Una mirada desde la nutrición
En los últimos años, el medicamento Ozempic ha ganado una enorme popularidad más allá de su uso médico original para convertirse en un fenómeno social asociado a la pérdida de peso. Este auge ha generado preguntas sobre su seguridad, especialmente en relación con sus efectos a largo plazo y el papel que juega la nutrición en las personas que lo utilizan.
Ozempic, nombre comercial de la semaglutida, es un fármaco desarrollado inicialmente para el tratamiento de la diabetes tipo 2. Sus funciones incluyen: la regulación del apetito, la secreción de insulina y el control de la glucosa en sangre, permitiendo mejorar el control glucémico y reducir el riesgo cardiovascular.
Como efecto secundario, en diversos estudios clínicos, se observó que muchos pacientes experimentaban una pérdida de peso significativa, ya que, desde el punto de vista nutricional, Ozempic influye en la alimentación aumentando la sensación de saciedad, disminuye el hambre y retrasa el vaciamiento gástrico, reduciendo de esta manera la ingesta calórica.
Estos efectos pueden facilitar la pérdida de peso, sin embargo, es frecuente que se presenten náuseas, vómito y diarrea.
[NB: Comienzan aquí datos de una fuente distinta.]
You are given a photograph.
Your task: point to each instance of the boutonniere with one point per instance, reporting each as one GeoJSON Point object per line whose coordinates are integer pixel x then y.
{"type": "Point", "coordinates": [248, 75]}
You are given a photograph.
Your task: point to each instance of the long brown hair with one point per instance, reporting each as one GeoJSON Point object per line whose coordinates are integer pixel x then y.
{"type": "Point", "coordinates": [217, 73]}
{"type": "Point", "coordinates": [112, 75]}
Además, su uso prolongado se ha asociado con el riesgo de problemas de vesícula biliar y episodios poco frecuentes de pancreatitis. Lo anterior puede afectar en la absorción de nutrimentos y la adherencia a una alimentación equilibrada y completa.
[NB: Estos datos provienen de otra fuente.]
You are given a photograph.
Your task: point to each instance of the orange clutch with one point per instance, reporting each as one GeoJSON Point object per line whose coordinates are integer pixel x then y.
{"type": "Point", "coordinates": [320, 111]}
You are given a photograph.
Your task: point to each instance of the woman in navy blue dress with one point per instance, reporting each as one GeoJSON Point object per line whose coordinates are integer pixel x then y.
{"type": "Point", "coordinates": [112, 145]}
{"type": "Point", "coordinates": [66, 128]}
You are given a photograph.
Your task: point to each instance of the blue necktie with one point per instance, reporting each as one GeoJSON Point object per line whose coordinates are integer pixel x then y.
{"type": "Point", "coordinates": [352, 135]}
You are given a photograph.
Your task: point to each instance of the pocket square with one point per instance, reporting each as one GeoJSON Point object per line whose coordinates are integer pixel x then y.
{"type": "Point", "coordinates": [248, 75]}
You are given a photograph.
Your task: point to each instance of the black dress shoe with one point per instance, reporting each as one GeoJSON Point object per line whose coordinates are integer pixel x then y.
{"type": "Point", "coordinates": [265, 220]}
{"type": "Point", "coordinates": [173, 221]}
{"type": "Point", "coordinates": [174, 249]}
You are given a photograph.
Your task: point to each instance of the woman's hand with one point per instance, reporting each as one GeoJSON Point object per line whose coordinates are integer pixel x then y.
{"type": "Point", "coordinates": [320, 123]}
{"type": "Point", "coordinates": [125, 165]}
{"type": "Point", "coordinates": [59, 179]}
Una pérdida de peso rápida, especialmente sin un plan nutricional adecuado, puede implicar pérdida importante de masa muscular, aumentando el riesgo de sarcopenia (enfermedad progresiva caracterizada por la pérdida de masa muscular) en adultos mayores o personas con bajo consumo proteico.
Reducir la cantidad de alimentos ingeridos sin un plan de nutrición adecuado, puede disminuir de manera significativa el aporte diario de proteínas, hierro, calcio, vitamina B12 y otros micronutrimentos esenciales. Por ello, el acompañamiento nutricional es clave durante el uso prolongado del medicamento.